The evaluation highlighted that the ward also lacked an environment for the students’ to reflected and a room was allocated for students to access learning material and a place for them to reflect on the more intense moments that they became involved with this room was also a place where the mentor and student could use to have the initial and final assessment and further discussion. The room also provided a venue for teaching sessions and was utilised when staffing levels were adequate to not compromise patient care.
The clinical environment can be divided into two separate environments, ie the learning area and the nursing area (papp et al 2003) I still consider myself to be a novice to mentoring students and cautious when it came to validate my student’s documentation. The difficulties within the assessment procedure have been the subject of nursing research, with concerns highlighted regarding the reliability and validity of the methods used to appraise students.
Norman, Watson, Murrells, Calman and Redfern (2002) highlight that the very nature of mentorship leads to observer bias as a socialization process takes place between the mentor and mentee, which could ultimately influence the mentors’ assessment. This issue has been experienced in clinical practice, whereby feelings of guilt were experienced by the mentor when dealing with a failing student which, on reflection, could have affected the students’ grade at the end of the placement.
I took all the information at hand to ensure that I did not show any bias and involved my colleagues’ with my assessments of the student to ensure that I was correct in my judgements of the student’s abilities’ and competence. My personal professional development has helped me achieve a level of competence to ensure I use research evidence in my abilities’ to mentor students’ and in accordance to NMC (2008) I have the responsibility to ensure I will validate my mentorship every year, it is also the organisations responsibility to ensure that updates are available.

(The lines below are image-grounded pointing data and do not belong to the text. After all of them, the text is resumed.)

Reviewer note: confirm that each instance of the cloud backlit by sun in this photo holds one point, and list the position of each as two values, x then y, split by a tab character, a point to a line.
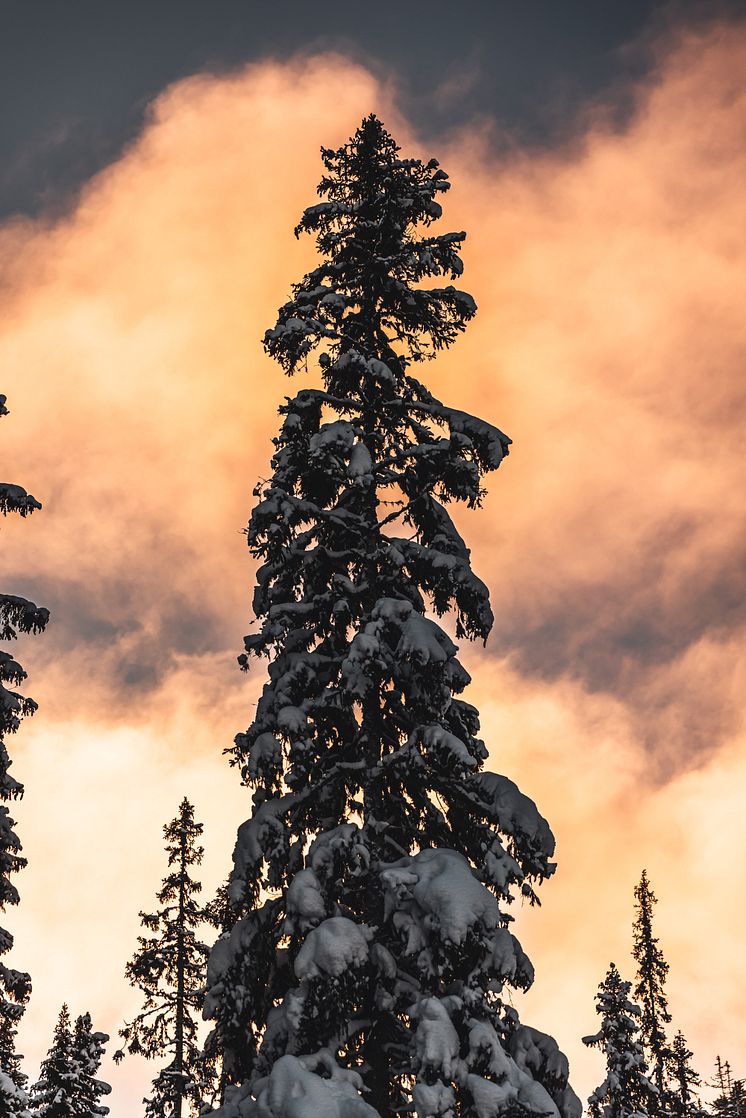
610	344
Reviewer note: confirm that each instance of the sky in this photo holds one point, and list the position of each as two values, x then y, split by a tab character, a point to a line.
153	168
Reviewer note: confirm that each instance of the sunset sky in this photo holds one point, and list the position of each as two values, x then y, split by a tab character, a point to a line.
156	167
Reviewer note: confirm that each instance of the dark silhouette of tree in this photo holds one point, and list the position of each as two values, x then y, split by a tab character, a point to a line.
625	1091
222	916
373	950
87	1050
17	615
52	1096
169	968
730	1100
67	1086
650	991
683	1081
13	1100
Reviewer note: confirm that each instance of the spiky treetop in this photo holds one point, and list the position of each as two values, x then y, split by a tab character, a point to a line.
374	946
683	1083
169	968
54	1092
17	615
650	987
87	1053
626	1092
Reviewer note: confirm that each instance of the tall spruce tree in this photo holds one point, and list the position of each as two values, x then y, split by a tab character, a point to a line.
169	968
650	989
17	615
370	967
625	1092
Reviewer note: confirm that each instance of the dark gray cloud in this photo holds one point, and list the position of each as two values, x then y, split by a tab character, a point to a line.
79	75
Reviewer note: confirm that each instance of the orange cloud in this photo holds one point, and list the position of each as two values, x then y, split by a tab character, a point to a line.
608	344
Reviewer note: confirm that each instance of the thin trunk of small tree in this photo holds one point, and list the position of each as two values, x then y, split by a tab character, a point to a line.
179	989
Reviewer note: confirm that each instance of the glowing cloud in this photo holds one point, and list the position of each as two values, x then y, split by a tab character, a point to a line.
610	344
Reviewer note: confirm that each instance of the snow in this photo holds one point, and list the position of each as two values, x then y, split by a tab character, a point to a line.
336	436
305	903
436	1041
360	462
446	745
433	1099
513	813
332	947
293	1089
443	886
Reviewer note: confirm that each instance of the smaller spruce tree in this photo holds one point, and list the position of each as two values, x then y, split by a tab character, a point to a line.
625	1091
87	1050
54	1092
650	992
683	1081
169	967
13	1100
730	1100
222	915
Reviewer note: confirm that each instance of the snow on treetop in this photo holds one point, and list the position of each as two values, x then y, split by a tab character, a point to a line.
444	887
332	947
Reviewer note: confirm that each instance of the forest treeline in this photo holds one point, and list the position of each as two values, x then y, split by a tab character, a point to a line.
360	959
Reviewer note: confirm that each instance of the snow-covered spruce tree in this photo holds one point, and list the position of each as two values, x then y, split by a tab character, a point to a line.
730	1100
169	968
17	615
54	1092
683	1081
13	1100
369	966
650	991
87	1049
222	915
625	1092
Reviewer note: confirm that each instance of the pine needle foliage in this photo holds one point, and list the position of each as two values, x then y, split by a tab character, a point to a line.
683	1081
371	957
650	988
626	1091
169	968
17	615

To conclude the composition has explored the concept of mentorship and has provided links to the current practice of mentors in the ward area. Several areas for improvement have been highlighted and I have achieved some changes but will strive to implement the other changes required. I have provided a room for students’ updated the learning pack devised a questionnaire for evaluation of the learning environment however it will be a long journey to achieve the optimum learning environment and on reflection I still strive to learn more and I feel that this module has helped motivate me.

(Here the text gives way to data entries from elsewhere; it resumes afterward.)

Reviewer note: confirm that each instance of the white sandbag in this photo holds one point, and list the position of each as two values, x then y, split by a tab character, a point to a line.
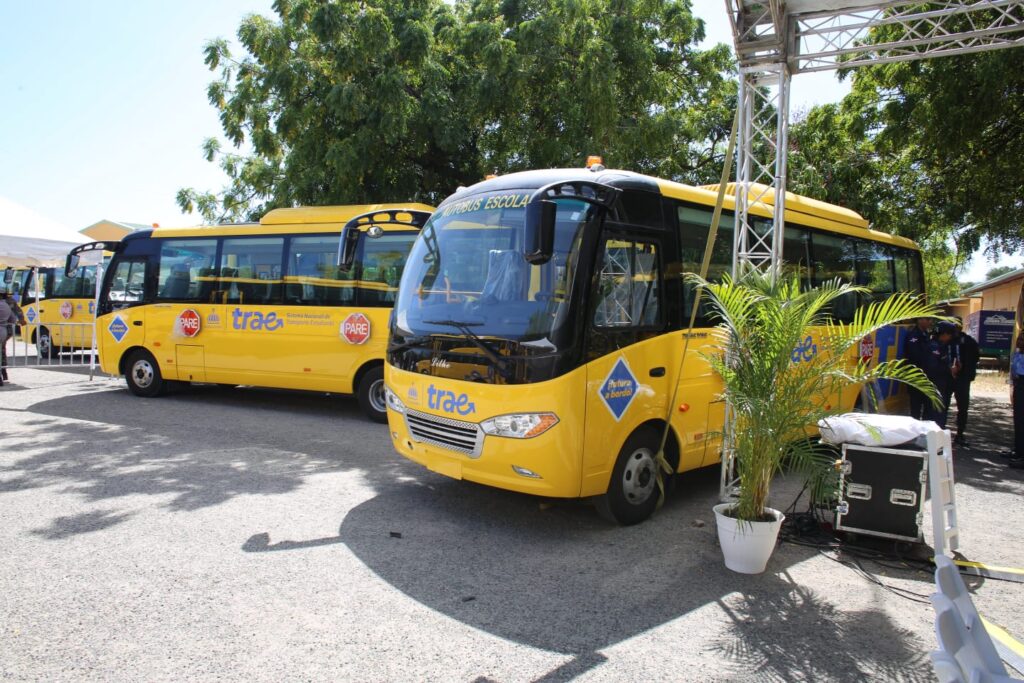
870	429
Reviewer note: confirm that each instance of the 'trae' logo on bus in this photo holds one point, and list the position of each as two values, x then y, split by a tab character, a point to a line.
355	329
439	399
250	319
187	324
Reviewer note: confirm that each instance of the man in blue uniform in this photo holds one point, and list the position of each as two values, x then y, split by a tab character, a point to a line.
915	351
1017	400
941	371
966	353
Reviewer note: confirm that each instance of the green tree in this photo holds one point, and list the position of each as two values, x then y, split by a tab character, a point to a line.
998	270
928	150
375	100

By this I was able to be a dedicated mentor by taking each day as it came and assured my student that learning by your mistakes is a good way of learning and explained that the government used this method (DOH 2003). I also found the RCN tool kit for mentorship (2002) essential in delivery of an excellent teaching/learning environment and have introduced all mentors within my ward to it. My student appeared to doubt her abilities due to lack of self confidence and it was a pleasure to observe her development throughout the lacement and go on to complete the required competencies. I look forward to developing as a mentor and on reflection will continue to research new ideas as they develop. I feel fully aware of my own learning styles and I found that I am a reflector and this was equally balanced between a theorist, activist and pragmatist, I will continue to reflect and utilise the Honey and Mumford’s (1982) questionnaire to enable me to develop further.